AI Decipher File · Filed December 27, 2023; litigation ongoing
New York Times v. OpenAI (Dec 2023): The Copyright Case That Defines AI Training Liability
The New York Times v. OpenAI lawsuit is the Applied AI copyright case that frames training-data sourcing as a legal question rather than a research convenience. On December 27, 2023, The New York Times Company filed suit in the United States District Court for the Southern District of New York against Microsoft Corporation, OpenAI Inc, and affiliated OpenAI entities, alleging massive copyright infringement through the use of Times articles to train GPT-3.5, GPT-4, and other models.
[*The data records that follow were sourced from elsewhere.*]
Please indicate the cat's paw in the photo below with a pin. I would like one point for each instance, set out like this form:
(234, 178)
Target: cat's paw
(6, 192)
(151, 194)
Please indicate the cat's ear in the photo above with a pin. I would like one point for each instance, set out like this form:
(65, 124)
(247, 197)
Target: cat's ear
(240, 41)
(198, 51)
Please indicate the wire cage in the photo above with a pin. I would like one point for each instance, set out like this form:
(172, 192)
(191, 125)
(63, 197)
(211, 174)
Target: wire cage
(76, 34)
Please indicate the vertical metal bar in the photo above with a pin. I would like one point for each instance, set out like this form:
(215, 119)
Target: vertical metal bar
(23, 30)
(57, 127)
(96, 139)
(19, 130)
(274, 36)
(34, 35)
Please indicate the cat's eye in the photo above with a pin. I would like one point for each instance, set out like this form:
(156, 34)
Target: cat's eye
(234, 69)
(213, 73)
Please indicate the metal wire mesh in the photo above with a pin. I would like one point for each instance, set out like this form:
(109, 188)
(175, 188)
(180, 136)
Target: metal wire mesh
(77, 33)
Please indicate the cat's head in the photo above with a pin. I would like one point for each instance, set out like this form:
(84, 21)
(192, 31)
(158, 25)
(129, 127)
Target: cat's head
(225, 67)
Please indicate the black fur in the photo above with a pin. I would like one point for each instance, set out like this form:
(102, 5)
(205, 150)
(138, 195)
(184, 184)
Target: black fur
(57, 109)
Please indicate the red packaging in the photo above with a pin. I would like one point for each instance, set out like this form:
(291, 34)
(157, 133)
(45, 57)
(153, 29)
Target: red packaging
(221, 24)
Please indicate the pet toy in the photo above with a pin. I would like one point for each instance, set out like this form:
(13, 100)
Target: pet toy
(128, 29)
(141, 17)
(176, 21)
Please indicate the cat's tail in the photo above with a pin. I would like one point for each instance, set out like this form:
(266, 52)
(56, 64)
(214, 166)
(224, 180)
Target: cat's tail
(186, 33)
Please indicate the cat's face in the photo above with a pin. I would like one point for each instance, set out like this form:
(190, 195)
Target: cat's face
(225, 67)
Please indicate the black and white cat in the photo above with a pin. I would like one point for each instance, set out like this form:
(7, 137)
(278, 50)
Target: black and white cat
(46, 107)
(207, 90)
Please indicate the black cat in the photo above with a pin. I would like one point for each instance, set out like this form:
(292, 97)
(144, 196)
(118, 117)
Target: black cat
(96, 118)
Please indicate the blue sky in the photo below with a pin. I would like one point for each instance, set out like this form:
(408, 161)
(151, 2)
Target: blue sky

The complaint, hosted in primary form at nytco-assets.nytimes.com, alleges that the defendants' models can reproduce Times content verbatim and bypass the Times's paywall. The case remains active as of last verification and continues to set the working reference for AI training-data licensing strategy across the industry.
Failure pattern
Training-data sourcing without licensing for copyrighted material, alleged in complaint
Organizations involved
The New York Times Company, OpenAI Inc, OpenAI LP, OpenAI GP LLC, OpenAI Global LLC, OAI Corporation LLC, Microsoft Corporation, United States District Court for the Southern District of New York
Incident summary
On December 27, 2023, The New York Times Company filed a complaint against Microsoft Corporation and the OpenAI family of entities in the United States District Court for the Southern District of New York (Case No. 1:23-cv-11195). The complaint, published in primary form on the Times Company's own asset domain, runs to roughly 70 pages and includes exhibits documenting the alleged verbatim reproduction of Times articles by GPT-4 in response to prompts.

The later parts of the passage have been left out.